1

So on all sites that have tutorials on attaching a led to gpio, they use a resistor. Could I wire a led to a input/output pin and use an internal pull-up or pull-down resistor?

4

This can be done for very low power indicators that are specifically for this purpose and usually quite dim. But generally speaking No, this is not possible.

Note: Some LED manufacturers can provide an LED with a built in current limiting resistor. This is often seen in illuminated buttons or indicator LED's integrated into connectors (e.g. ethernet port LED)

There are a few things that are problematic here.

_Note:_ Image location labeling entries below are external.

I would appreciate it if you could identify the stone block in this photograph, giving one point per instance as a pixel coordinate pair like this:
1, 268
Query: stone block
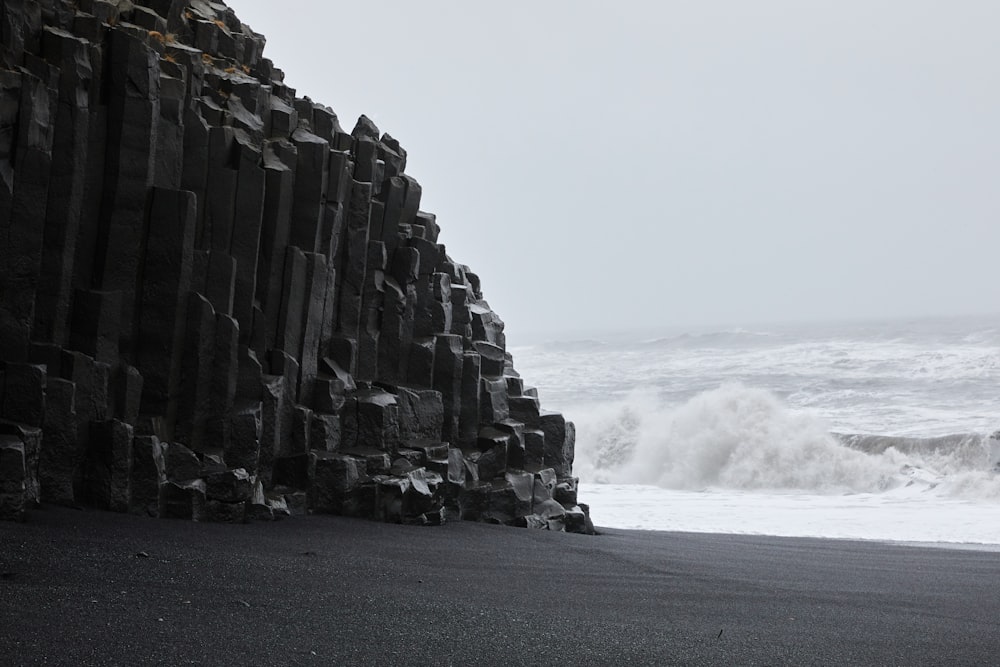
245, 436
334, 477
108, 466
24, 393
166, 282
325, 433
96, 323
526, 409
180, 464
229, 486
126, 392
13, 479
492, 356
421, 414
448, 359
534, 447
493, 405
378, 420
420, 369
57, 458
292, 471
311, 177
146, 476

  1. The Internal PU/PD is not precise and is usually quite large, for the BCM I believe it is approximately 50Kohm
  2. 50K Ohm resistance will provide 20-100uA into a typical diode, this is a safe value for GPIO but not nearly enough to drive a typical indicator LED (2mA-200mA)
  3. Configuring the GPIO as output without an external resistor will immediately fry the GPIO port and likely the whole CPU
  4. GPIO state can be changed inadvertently or during bootup by default scripts.

If you do find a low power LED that provides sufficient lighting at 10-100uA current for your purposes, extreme care must be taken that pins are configured only as INPUT and the PU/PD state used to toggle the LED. This is an inherently unsafe situation in case of bug or crash.

When one designs a custom board, an extra 0603 or 0402 resistor comes at a small footprint cost and less than 1 US cent per board. Usually this trade-off is worth doing if you prevent even one fried CPU during testing or in the field.

1

In another word no. Your RPi GPIO pins can only source or sink 16mA. If you run an LED without a resistor you're risking letting the magic blue smoke escape. Once that happens it costs £35 to refill an new RPi with new magic blue smoke.

  • Sorry, but you are wrong. It is black smoke ;) – Ingo Feb 12 at 14:12
0

In a word No. An led needs a resistor in series to limit the current, pull up and pull down resistors aren't wired that way.